Primeiro capítulo do meu livro.
(que um dia vou acabar, prometo)
Capítulo 1
As reuniões noturnas
Cabelinho era um menino igual a todos daquele povoado, se não fosse pela característica que o levara a ter aquele apelido: um cabelo enroladinho. Mas ele não gostava de ser diferente. Deixava o cabelo crescer apenas por manha, e quando a mãe pedia para cortá-lo, Cabelinho logo escapulia de casa e só voltava quando a mãe estava entretida assistindo a novela da noite.
Fora isso, ele era um garoto como os outros. Ia à escola, à tarde jogava bola de gude na praça e à noite se reunia com os amigos para jogar conversa fora.
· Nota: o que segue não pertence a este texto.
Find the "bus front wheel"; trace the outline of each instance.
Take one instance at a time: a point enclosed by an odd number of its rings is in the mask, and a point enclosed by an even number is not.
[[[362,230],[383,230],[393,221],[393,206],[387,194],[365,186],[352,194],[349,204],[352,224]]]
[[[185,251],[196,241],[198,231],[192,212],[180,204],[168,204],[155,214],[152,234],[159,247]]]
Eram nessas reuniões que Cabelinho contava aos seus amigos as histórias que seu avô contava em casa. Histórias essas que deixavam o cabelo de qualquer um de pé. Principalmente o dele.
Nessa noite, ele estava acabando de contar mais uma de suas histórias.
—... aí de repente ele sumiu do nada. Doidice, meu fio. Mas meu avô disse que viu o bicho fugindo.
— É... minha tia viu esse bicho rodando o quintal dela uma noite aí — disse o primo de Cabelinho, João.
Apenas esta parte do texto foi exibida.